L’immobilità più inquietante è forse quella degli animali imbalsamati, perché non sembra nemmeno immobilità, ma il prolungamento infinito di un attimo della loro vita, non so come spiegarmi, in ogni caso è un’immobilità che tende all’illusione di un possibile movimento.
      Ho detto all’inizio che l’immobilità è una condizione vantaggiosa. Perché?
    A differenza di quanto si crede comunemente, ovvero che sia uno sgarbo all’innovazione e al mutamento, l’immobilità rappresenta un gesto di fedeltà al proprio ruolo, alla funzione che svolgiamo senza lasciarsi sedurre da facili scappatoie o debordanti fughe dalle nostre responsabilità morali e civili.
    Il vantaggio dell’immobilità è renderci amorevolmente attaccati a una causa, a un obiettivo. Il contrario dell’immobilità è l’instabilità, la precarietà, la provvisorietà. Se sei un lampione devi assolvere onestamente alla tua funzione di lampione, senza tentennamenti, oscillazioni, rispettare la fissità della tua missione illuminante. Altrimenti dove andrebbe a finire il mondo?
    Quando Noemi mi ha confessato di essere andata a letto con un altro (un altro che conosco bene, perché è il nostro vicino di casa, un giovane architetto pieno di boria: personalmente l’ho sempre considerato una «grande testa di cazzo»), e che l’aveva fatto perché voleva provare nuove emozioni che ormai non si aspettava più da me, io non ho battuto ciglio, sono rimasto impassibile, rigido come una pietra, immobile.
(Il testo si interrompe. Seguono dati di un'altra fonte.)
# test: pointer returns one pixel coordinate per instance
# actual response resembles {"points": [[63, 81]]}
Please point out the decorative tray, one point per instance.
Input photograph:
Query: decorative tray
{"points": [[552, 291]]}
    Da settimane mi mancano le forze, sono debole, uno straccio, non riesco a alzarmi dalla sedia (come la statua di Puccini a Lucca), non ho più messo piede fuori casa, ho disdetto ogni appuntamento, non mangio. Mi sono paralizzato, non faccio più niente. E però l’immobilità in cui sono caduto sento che mi aiuta, ha qualcosa di speciale: mi rende partecipe dell’infinita immobilità che mi circonda, sono un puntino statico, insignificante all’interno di un cosmologico immobilismo, e non mi dispiacerebbe che una qualche entità soprannaturale – Belzebù o Woland in persona – avesse il buon cuore di trasformarmi in un lampione, di quelli stile liberty, in ferro battuto, pesanti, per rendere più saldo e tangibile il mio desiderio di restare immobile a lungo.